XALT, an open source tool that collects job level activity on a cluster into a local database, also falls into the collecting use metrics category. However, it is somewhat different than the other examples listed, since it does not collect information about the usage a particular software package in any centralized location, but rather, collects data on a per-cluster basis with the aim of directly supporting the cluster owners and administrators. Of course, it might also benefit the software developers, particular if they focus on developing for a small number of high-performance systems, or if another tool could gather XALT data from multiple instances.

Cactus, an open source problem solving environment designed for scientists and engineers that has grown out of the numerical relatively community counts registered users — people who are willing to say they are users of the software, with their name on the Cactus Code web page. For a small community like this in relativistic astrophysics, this number is pretty meaningful though small, as there are not too many numerical relativists, but this can be correlated against high performing groups to see the overlap between Cactus users and, for example, authors of highly cited papers in the field.
Cactus also provides test accounts for new users on a supercomputer. They email the developers through an interface to ask for these accounts. These new users are usually students who the developers might not otherwise know about.

Impact metrics example

Depsy – a system to track and display the impact of research software, currently for software written in Python or R and stored in PyPI or CRAN, respectively, will count four types of impact: downloads (similar to what any code repository can count); software reuse (if one package is reused in another package), literature mentions (citations of a software package), and social mentions (tweets, etc.)

Other related work

The topic of software metrics was discussed at the WSSSPE3 meeting in September 2015. Some discussion is in this GitHub issue. This working group was following up on some discussion that happened in the 2015 SI2 PI meeting in February 2015 (see the metrics discussion in the final report), and the start of a draft white paper from the WSSSPE3 group is available.

If you know of other work that should be added to this blog post, please let me know and I will add it.

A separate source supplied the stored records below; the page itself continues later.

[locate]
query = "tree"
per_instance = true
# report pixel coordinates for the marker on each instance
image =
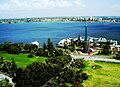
(5, 83)
(4, 68)
(50, 45)
(13, 66)
(14, 49)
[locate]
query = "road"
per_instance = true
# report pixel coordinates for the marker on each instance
(96, 58)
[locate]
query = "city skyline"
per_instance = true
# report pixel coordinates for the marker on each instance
(58, 8)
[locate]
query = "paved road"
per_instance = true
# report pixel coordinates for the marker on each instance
(96, 58)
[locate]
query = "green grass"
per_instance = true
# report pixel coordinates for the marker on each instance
(22, 60)
(106, 76)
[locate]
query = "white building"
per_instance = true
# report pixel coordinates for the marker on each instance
(63, 41)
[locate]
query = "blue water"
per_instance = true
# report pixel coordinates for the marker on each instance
(41, 31)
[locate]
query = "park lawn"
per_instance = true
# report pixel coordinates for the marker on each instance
(106, 76)
(22, 60)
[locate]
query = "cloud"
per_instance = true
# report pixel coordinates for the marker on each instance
(29, 5)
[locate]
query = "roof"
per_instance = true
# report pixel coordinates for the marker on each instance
(36, 43)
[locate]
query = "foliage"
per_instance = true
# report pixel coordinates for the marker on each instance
(106, 76)
(79, 63)
(37, 74)
(117, 56)
(105, 49)
(22, 60)
(5, 83)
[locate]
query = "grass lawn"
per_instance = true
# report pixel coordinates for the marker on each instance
(106, 76)
(22, 60)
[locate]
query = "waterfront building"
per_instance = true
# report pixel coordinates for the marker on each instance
(36, 43)
(86, 41)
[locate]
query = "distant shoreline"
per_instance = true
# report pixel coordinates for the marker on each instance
(62, 19)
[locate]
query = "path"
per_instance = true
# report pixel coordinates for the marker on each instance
(96, 58)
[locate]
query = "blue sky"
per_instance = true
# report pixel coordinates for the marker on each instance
(51, 8)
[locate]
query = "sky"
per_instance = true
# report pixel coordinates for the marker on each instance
(58, 8)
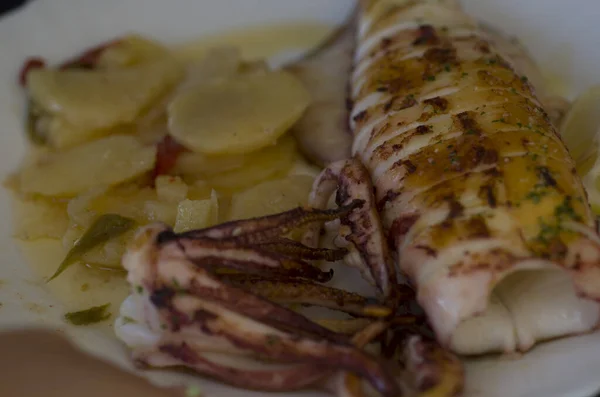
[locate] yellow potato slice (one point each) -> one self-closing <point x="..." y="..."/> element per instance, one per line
<point x="81" y="103"/>
<point x="38" y="218"/>
<point x="104" y="162"/>
<point x="239" y="115"/>
<point x="170" y="188"/>
<point x="270" y="163"/>
<point x="131" y="50"/>
<point x="196" y="164"/>
<point x="271" y="197"/>
<point x="194" y="214"/>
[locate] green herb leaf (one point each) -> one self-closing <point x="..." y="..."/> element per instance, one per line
<point x="106" y="227"/>
<point x="89" y="316"/>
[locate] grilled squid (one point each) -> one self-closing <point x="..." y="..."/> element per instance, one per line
<point x="478" y="197"/>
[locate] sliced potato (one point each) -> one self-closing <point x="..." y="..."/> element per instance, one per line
<point x="199" y="190"/>
<point x="104" y="162"/>
<point x="196" y="164"/>
<point x="194" y="214"/>
<point x="88" y="103"/>
<point x="37" y="218"/>
<point x="107" y="255"/>
<point x="269" y="163"/>
<point x="127" y="201"/>
<point x="170" y="188"/>
<point x="239" y="115"/>
<point x="159" y="211"/>
<point x="131" y="50"/>
<point x="271" y="197"/>
<point x="218" y="64"/>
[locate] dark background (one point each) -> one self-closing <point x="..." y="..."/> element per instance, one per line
<point x="6" y="5"/>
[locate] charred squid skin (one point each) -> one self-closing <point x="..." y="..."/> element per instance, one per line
<point x="296" y="377"/>
<point x="305" y="293"/>
<point x="297" y="250"/>
<point x="267" y="228"/>
<point x="190" y="303"/>
<point x="214" y="254"/>
<point x="352" y="182"/>
<point x="183" y="313"/>
<point x="204" y="285"/>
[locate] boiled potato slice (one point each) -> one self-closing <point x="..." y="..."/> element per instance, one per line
<point x="107" y="255"/>
<point x="218" y="64"/>
<point x="194" y="214"/>
<point x="238" y="115"/>
<point x="196" y="164"/>
<point x="271" y="197"/>
<point x="127" y="201"/>
<point x="159" y="211"/>
<point x="170" y="188"/>
<point x="271" y="162"/>
<point x="104" y="162"/>
<point x="37" y="218"/>
<point x="84" y="101"/>
<point x="131" y="50"/>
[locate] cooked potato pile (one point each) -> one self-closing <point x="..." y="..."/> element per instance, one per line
<point x="134" y="131"/>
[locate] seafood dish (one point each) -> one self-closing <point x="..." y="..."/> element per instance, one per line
<point x="362" y="220"/>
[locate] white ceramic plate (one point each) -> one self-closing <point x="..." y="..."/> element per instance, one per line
<point x="563" y="36"/>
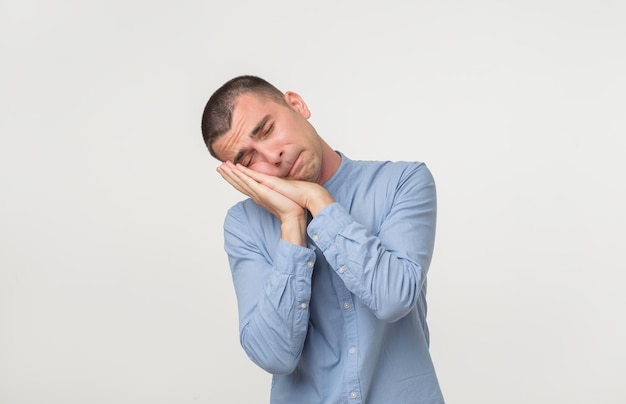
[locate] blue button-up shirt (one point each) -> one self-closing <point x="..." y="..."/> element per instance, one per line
<point x="342" y="320"/>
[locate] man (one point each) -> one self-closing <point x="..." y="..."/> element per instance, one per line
<point x="328" y="256"/>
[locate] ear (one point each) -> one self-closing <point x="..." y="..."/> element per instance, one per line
<point x="297" y="103"/>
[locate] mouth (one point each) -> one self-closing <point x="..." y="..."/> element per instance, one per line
<point x="294" y="167"/>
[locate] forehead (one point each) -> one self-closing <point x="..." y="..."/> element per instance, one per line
<point x="249" y="109"/>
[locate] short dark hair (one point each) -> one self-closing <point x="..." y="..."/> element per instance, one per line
<point x="217" y="116"/>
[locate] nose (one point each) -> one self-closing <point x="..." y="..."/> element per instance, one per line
<point x="271" y="153"/>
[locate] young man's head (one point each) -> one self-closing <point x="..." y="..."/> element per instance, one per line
<point x="251" y="122"/>
<point x="217" y="116"/>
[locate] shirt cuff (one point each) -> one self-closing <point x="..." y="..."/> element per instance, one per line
<point x="294" y="259"/>
<point x="327" y="224"/>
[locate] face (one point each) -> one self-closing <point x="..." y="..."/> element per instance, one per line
<point x="272" y="138"/>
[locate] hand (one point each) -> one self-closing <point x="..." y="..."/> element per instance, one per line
<point x="292" y="216"/>
<point x="308" y="195"/>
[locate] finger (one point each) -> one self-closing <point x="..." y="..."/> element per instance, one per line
<point x="235" y="179"/>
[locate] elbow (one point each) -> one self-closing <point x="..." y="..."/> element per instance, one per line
<point x="269" y="356"/>
<point x="274" y="364"/>
<point x="394" y="311"/>
<point x="400" y="298"/>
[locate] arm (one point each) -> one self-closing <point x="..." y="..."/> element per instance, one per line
<point x="385" y="271"/>
<point x="272" y="295"/>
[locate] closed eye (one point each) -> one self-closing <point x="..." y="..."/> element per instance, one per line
<point x="267" y="131"/>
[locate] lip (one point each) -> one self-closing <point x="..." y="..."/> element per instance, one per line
<point x="293" y="167"/>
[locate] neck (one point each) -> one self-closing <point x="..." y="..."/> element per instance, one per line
<point x="330" y="163"/>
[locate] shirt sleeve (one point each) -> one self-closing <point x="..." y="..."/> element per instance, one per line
<point x="386" y="271"/>
<point x="272" y="295"/>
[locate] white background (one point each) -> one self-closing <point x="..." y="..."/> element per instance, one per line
<point x="114" y="287"/>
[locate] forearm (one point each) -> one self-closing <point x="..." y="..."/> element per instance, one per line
<point x="273" y="303"/>
<point x="384" y="265"/>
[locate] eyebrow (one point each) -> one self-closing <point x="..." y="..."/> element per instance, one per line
<point x="257" y="128"/>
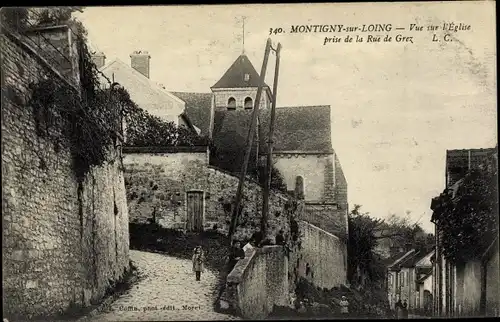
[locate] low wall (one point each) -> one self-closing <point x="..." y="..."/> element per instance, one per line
<point x="258" y="283"/>
<point x="330" y="217"/>
<point x="326" y="255"/>
<point x="468" y="299"/>
<point x="492" y="283"/>
<point x="157" y="184"/>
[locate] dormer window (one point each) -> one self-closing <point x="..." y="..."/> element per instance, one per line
<point x="248" y="103"/>
<point x="231" y="103"/>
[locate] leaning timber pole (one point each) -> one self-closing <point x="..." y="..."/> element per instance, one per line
<point x="249" y="143"/>
<point x="267" y="186"/>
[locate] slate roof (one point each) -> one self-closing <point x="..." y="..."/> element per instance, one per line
<point x="198" y="107"/>
<point x="424" y="277"/>
<point x="298" y="128"/>
<point x="235" y="75"/>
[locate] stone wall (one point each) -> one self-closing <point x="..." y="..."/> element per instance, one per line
<point x="63" y="242"/>
<point x="327" y="216"/>
<point x="492" y="283"/>
<point x="311" y="167"/>
<point x="258" y="282"/>
<point x="326" y="255"/>
<point x="157" y="184"/>
<point x="468" y="292"/>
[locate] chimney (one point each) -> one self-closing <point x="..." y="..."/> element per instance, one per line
<point x="139" y="60"/>
<point x="99" y="59"/>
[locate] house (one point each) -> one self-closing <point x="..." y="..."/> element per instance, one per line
<point x="302" y="147"/>
<point x="466" y="286"/>
<point x="147" y="94"/>
<point x="398" y="277"/>
<point x="424" y="282"/>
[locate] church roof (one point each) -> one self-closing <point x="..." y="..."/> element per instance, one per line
<point x="198" y="106"/>
<point x="297" y="128"/>
<point x="235" y="75"/>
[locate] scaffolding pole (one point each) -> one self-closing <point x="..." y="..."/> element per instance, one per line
<point x="269" y="166"/>
<point x="249" y="143"/>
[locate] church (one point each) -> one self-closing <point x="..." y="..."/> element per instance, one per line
<point x="302" y="148"/>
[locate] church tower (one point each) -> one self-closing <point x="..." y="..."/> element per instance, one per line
<point x="237" y="88"/>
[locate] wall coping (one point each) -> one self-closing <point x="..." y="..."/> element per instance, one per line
<point x="38" y="57"/>
<point x="321" y="203"/>
<point x="322" y="230"/>
<point x="241" y="268"/>
<point x="166" y="149"/>
<point x="325" y="152"/>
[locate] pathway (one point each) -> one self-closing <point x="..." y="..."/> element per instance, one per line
<point x="167" y="292"/>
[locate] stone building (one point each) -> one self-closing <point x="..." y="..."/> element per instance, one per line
<point x="302" y="149"/>
<point x="147" y="94"/>
<point x="461" y="288"/>
<point x="65" y="238"/>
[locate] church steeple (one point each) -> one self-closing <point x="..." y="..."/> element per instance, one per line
<point x="241" y="74"/>
<point x="243" y="37"/>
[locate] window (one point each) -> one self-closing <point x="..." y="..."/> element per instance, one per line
<point x="231" y="103"/>
<point x="299" y="187"/>
<point x="248" y="103"/>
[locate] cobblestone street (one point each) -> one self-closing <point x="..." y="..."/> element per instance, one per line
<point x="168" y="291"/>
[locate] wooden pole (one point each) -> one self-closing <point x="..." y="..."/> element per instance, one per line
<point x="267" y="187"/>
<point x="250" y="135"/>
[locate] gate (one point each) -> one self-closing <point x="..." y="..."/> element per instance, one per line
<point x="195" y="209"/>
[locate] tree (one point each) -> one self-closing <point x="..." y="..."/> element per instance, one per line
<point x="362" y="260"/>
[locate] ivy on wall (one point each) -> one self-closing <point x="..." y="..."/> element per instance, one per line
<point x="88" y="120"/>
<point x="468" y="222"/>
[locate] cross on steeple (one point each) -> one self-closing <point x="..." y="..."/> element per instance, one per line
<point x="243" y="36"/>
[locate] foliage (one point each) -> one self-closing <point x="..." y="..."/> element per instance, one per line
<point x="468" y="221"/>
<point x="15" y="18"/>
<point x="277" y="179"/>
<point x="89" y="122"/>
<point x="20" y="19"/>
<point x="144" y="129"/>
<point x="361" y="246"/>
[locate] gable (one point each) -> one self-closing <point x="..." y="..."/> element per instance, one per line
<point x="197" y="107"/>
<point x="234" y="77"/>
<point x="144" y="92"/>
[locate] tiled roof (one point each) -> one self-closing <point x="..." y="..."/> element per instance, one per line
<point x="299" y="128"/>
<point x="198" y="106"/>
<point x="229" y="137"/>
<point x="402" y="261"/>
<point x="235" y="75"/>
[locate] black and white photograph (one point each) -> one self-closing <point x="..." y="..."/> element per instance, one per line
<point x="250" y="162"/>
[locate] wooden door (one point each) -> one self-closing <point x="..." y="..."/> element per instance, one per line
<point x="195" y="211"/>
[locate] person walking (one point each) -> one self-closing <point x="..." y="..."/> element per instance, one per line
<point x="344" y="307"/>
<point x="235" y="254"/>
<point x="280" y="238"/>
<point x="198" y="259"/>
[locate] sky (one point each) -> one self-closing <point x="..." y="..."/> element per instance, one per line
<point x="395" y="107"/>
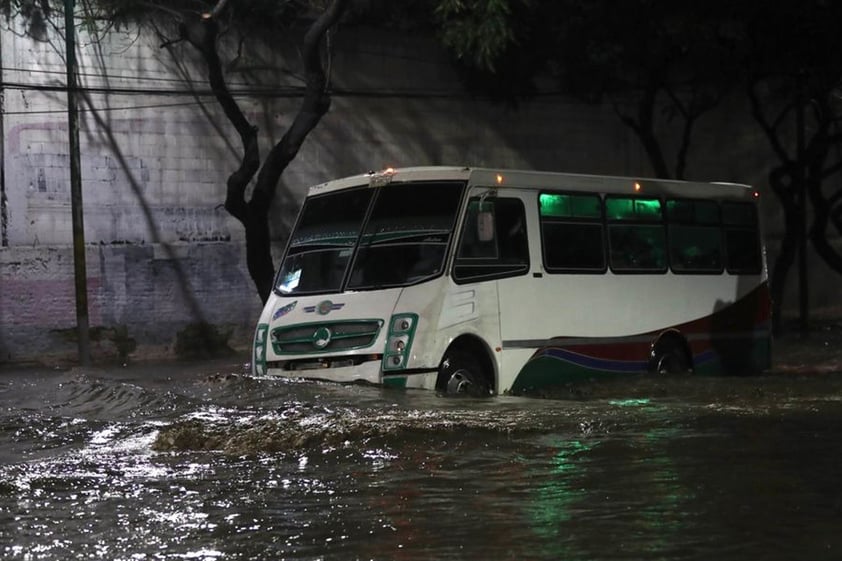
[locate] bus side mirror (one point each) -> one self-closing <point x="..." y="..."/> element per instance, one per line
<point x="485" y="225"/>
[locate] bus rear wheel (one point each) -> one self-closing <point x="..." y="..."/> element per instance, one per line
<point x="461" y="374"/>
<point x="672" y="360"/>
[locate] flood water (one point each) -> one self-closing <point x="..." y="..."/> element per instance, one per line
<point x="198" y="462"/>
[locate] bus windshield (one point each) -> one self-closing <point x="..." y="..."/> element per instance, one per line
<point x="402" y="239"/>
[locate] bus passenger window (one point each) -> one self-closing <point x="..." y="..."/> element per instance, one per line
<point x="505" y="254"/>
<point x="572" y="234"/>
<point x="742" y="240"/>
<point x="695" y="237"/>
<point x="636" y="237"/>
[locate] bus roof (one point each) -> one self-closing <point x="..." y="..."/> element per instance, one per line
<point x="527" y="179"/>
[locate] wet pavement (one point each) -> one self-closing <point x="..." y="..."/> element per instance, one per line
<point x="199" y="461"/>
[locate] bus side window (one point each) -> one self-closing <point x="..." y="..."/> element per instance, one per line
<point x="636" y="236"/>
<point x="505" y="254"/>
<point x="695" y="236"/>
<point x="742" y="239"/>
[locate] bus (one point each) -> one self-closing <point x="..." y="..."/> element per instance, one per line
<point x="481" y="281"/>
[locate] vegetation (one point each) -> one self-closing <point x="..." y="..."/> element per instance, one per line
<point x="663" y="65"/>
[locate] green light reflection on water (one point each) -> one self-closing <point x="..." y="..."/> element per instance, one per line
<point x="556" y="499"/>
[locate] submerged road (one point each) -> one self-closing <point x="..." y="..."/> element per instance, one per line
<point x="198" y="461"/>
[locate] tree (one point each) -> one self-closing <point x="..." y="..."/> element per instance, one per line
<point x="203" y="33"/>
<point x="792" y="53"/>
<point x="657" y="62"/>
<point x="201" y="23"/>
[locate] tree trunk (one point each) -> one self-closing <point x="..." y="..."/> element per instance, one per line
<point x="789" y="243"/>
<point x="254" y="213"/>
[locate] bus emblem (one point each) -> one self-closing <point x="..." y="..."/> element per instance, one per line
<point x="323" y="308"/>
<point x="321" y="337"/>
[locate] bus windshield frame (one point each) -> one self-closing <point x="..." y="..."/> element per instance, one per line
<point x="370" y="238"/>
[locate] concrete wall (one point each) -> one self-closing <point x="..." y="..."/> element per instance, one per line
<point x="163" y="253"/>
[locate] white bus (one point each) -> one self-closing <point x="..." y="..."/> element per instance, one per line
<point x="484" y="281"/>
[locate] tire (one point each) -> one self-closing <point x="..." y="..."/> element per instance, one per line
<point x="460" y="374"/>
<point x="672" y="361"/>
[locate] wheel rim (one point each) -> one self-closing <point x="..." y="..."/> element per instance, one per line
<point x="459" y="383"/>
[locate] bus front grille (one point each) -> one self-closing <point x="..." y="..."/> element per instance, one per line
<point x="326" y="337"/>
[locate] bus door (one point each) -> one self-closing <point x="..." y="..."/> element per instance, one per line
<point x="495" y="247"/>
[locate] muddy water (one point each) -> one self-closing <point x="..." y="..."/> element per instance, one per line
<point x="200" y="462"/>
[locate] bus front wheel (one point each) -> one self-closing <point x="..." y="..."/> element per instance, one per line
<point x="461" y="374"/>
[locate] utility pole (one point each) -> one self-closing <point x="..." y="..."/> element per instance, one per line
<point x="79" y="265"/>
<point x="803" y="286"/>
<point x="4" y="212"/>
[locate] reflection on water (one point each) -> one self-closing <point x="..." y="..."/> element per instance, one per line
<point x="191" y="463"/>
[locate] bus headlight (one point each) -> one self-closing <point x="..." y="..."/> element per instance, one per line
<point x="399" y="341"/>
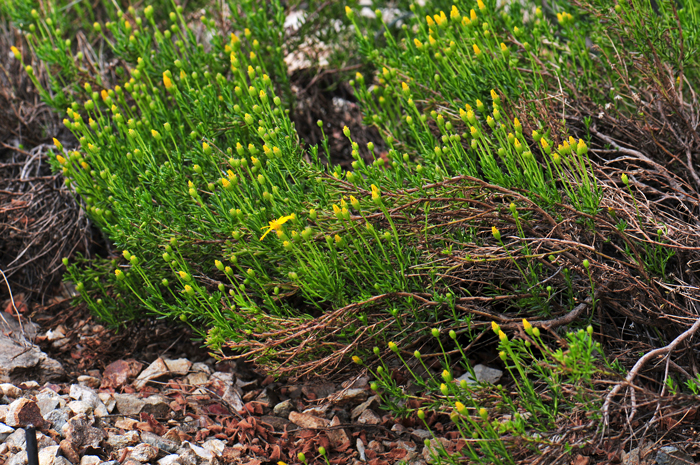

I am not interested in building an exhaustive list of such software, but if there are other interesting methods for tracking builds, usage, or impact, I would like to add representative examples.

Acknowledgements

Much of the content of this blog is assembled from the various cited projects and activities. While I have been trying to publicize this as a concern, it is the work done by others in actually implementing these concepts that has shown this is an issue to be discussed and worked on, and that it can be solved. In particular, most of the text about OpenQBMM is from Alberto Passalacqua, most of the sempervirens text is from Nathaniel Smith, much of the duecredit and Debian popularity contest text is from Yaroslav O. Halchenko, and much of the text about Cactus is from Gabrielle Allen.

Some work by the author was supported by the National Science Foundation (NSF) while working at the Foundation; any opinion, finding, and conclusions or recommendations expressed in this material are those of the author and do not necessarily reflect the views of the NSF.